La réalité est qu’aucune des deux mesures (mesures antisubventions et résilience de la chaîne d’approvisionnement) ne sera probablement suffisante pour atteindre leur objectif ultime d’améliorer les conditions de concurrence équitables dans le marché unique.

La raison en est que l’origine de ces distorsions ne se situe pas vraiment dans l’UE mais en Chine, et est liée au manque d’accès au marché des entreprises étrangères et, surtout, aux inégalités des conditions de concurrence entre les entreprises privées étrangères, mais aussi chinoises. le marché chinois.

En fait, la domination des entreprises publiques (ou, plus vaguement, liées au gouvernement) sur ce marché leur donne un net avantage lorsqu’elles se développent à l’étranger, y compris sur le marché unique de l’UE, car elles peuvent utiliser les rentes qu’elles ont extraites en Chine. subventionner des opérations ailleurs et accroître leur part de marché. Cela signifie que l’intention de l’UE de rechercher des subventions étrangères explicites pourrait ne pas suffire à résoudre le problème.

Deuxièmement, les subventions implicites peuvent être très difficiles à mesurer, car elles peuvent provenir d’une baisse des paiements d’intérêts par unité de dette et / ou d’une charge fiscale plus faible par rapport aux concurrents sur un marché énorme comme la Chine. Ces loyers supplémentaires peuvent aider les entreprises soutenues par le gouvernement chinois à financer des acquisitions ou à participer à des marchés publics en Europe, mais aussi à surpasser les acteurs locaux grâce à des investissements greenfield.

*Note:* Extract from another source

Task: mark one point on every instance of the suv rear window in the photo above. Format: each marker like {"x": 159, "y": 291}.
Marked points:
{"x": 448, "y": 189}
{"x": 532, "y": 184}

Si l’on peut affirmer que les consommateurs européens bénéficient de biens et de services moins chers, cela n’est vrai que pour les secteurs en concurrence parfaite et encore moins pour ceux qui présentent de grandes externalités de réseau et / ou des économies d’échelle et de gamme.

Dans l’ensemble, le fait d’avoir un accès préférentiel au marché unique européen grâce à des financements et / ou des subventions moins chers, etc. peut avoir des effets de verrouillage et nuire à la concurrence. À moins qu’une réciprocité totale ne soit établie et que les entreprises européennes puissent rivaliser à égalité sur le marché chinois, le manque de concurrence en Chine peut désavantager les entreprises européennes sur leur propre marché.

En résumé, les deux problèmes que la Commission européenne tente de résoudre, à savoir les distorsions potentielles des subventions étrangères mais aussi le renforcement de la résilience de la chaîne de valeur mondiale, sont liés, mais leur solution réside en Chine et pas tant en Europe.

En pouvant accéder au marché chinois sur un pied d’égalité, les entreprises européennes pourraient être libres de décider où et comment remanier leurs chaînes d’approvisionnement sans craindre d’être coupées de ce qui sera bientôt le plus grand marché du monde.

Il est dans l’intérêt de tous que la Chine uniformise les règles du jeu entre les entreprises publiques, privées et étrangères afin qu’aucune nouvelle mesure de distorsion ne doive être prise ailleurs. Les annonces récentes de la Commission européenne sont clairement une seconde meilleure.